I’ve been writing a little bit of poetry lately. My brain feels very full of Maranatha Health and theory and programs and I find it difficult to sit down and write anything apart from work. But poetry seems to be the exception to this. I’ve never shared my poetry before – a little scary, so thanks for reading 🙂
Dances in front of me, fast and frenzied, and departs the stage
Again the curtains fall and before the lights are dimmed ready for the next act
I feel the hurried lurching of little lives
the uncovering of fate and fears and freedom.
A birthday, and new skills, and fresh individuality
Swirling into the shadows of shared history
And then, occasionally the moment freezes.

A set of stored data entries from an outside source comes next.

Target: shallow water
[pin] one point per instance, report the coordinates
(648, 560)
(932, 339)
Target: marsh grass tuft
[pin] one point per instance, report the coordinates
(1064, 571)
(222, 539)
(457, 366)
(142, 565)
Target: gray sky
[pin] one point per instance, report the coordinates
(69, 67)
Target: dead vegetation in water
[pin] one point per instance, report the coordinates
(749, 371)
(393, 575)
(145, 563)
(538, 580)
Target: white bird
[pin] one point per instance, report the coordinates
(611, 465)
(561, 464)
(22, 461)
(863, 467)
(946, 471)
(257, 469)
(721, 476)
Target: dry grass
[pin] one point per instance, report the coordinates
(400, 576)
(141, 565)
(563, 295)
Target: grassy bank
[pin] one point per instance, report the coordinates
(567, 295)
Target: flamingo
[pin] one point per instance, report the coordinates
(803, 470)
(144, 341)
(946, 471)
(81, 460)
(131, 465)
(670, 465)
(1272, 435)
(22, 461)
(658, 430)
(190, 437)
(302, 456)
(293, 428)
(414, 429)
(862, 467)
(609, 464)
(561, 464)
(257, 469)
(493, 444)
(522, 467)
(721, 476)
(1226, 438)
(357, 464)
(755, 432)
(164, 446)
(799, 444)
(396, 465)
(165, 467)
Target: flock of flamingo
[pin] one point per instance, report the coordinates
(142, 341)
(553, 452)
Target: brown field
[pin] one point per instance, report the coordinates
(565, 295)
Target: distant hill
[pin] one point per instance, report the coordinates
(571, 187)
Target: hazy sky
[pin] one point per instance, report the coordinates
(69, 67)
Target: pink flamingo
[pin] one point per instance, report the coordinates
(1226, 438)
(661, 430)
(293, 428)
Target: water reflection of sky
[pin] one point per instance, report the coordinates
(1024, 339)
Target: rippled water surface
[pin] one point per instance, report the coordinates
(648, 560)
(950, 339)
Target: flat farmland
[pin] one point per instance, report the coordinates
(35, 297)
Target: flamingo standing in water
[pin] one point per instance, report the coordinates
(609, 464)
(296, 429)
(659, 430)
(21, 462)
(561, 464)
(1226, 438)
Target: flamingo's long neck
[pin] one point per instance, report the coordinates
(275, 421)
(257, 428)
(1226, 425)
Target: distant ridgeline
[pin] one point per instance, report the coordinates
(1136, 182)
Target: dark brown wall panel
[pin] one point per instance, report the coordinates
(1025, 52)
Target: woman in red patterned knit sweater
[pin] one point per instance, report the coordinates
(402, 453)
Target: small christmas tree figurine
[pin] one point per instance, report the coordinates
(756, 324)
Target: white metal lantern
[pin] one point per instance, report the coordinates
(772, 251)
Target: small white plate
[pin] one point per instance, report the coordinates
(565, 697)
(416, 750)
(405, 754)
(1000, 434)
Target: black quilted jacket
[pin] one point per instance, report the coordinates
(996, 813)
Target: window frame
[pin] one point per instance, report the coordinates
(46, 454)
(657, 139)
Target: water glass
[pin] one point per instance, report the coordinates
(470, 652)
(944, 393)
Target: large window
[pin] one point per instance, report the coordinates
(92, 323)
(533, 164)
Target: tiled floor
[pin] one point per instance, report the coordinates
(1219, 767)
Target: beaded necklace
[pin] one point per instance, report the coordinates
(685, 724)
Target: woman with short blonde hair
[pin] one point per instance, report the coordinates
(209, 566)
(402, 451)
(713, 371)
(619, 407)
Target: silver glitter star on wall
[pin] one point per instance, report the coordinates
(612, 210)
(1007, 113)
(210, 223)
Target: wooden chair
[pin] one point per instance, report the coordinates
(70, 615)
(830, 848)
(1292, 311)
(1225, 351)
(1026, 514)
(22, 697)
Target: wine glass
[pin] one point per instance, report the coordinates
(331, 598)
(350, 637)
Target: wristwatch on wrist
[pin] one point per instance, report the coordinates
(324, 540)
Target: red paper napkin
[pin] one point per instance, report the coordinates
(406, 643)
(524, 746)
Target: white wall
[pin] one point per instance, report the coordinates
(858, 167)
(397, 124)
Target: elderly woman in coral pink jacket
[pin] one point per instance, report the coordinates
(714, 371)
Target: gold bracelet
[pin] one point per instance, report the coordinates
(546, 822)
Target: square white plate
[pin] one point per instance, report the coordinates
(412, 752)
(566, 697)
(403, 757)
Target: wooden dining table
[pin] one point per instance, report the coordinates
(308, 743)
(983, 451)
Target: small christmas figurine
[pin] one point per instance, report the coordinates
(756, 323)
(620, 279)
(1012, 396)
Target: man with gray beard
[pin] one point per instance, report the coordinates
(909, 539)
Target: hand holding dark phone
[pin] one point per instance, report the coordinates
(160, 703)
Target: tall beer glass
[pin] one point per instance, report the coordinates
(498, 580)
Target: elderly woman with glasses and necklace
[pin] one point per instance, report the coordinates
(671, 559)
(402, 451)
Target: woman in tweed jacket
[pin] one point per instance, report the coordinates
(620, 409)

And in that moment I breathe in the sweetness of my children’s cheeky joy; I linger in my magic power to kiss away pain; I melt into the circling chubby arms declaring their love; I laugh at familiar punchlines that signal home; I stand in wonder as little hearts make room for grown-up failures in our shared life
But so often
the frame stubbornly refuses to freeze.
And life escapes and I run and we survive and days dissolve and the mess of life seems to pass by without any of us stopping to smell roses or daisies or sunflowers:
or the intoxicating scent of freshly washed toddler skin;
or the sniff of sweaty after-naps snuggles;
or the fragrance of trampoline-jumping joy and pool-splashing fun
or the post childcare aroma of summer days and sand pits and playing hard wrapped in the wiff of I’m-home-and-can-let-it-all-out explosions.
I will miss it, I say…
All the whilst wishing giant chunks of the not-so-good-days away, where illness and chaos and sleep deprivation and brotherly rivalries and too-much-yelling take hold and the exhaustion blocks out the smells of a life brimming with beautiful ordinary things
But when the pauses declare themselves
Aren’t they marvellous?
Aren’t these things we’ve created so marvellous?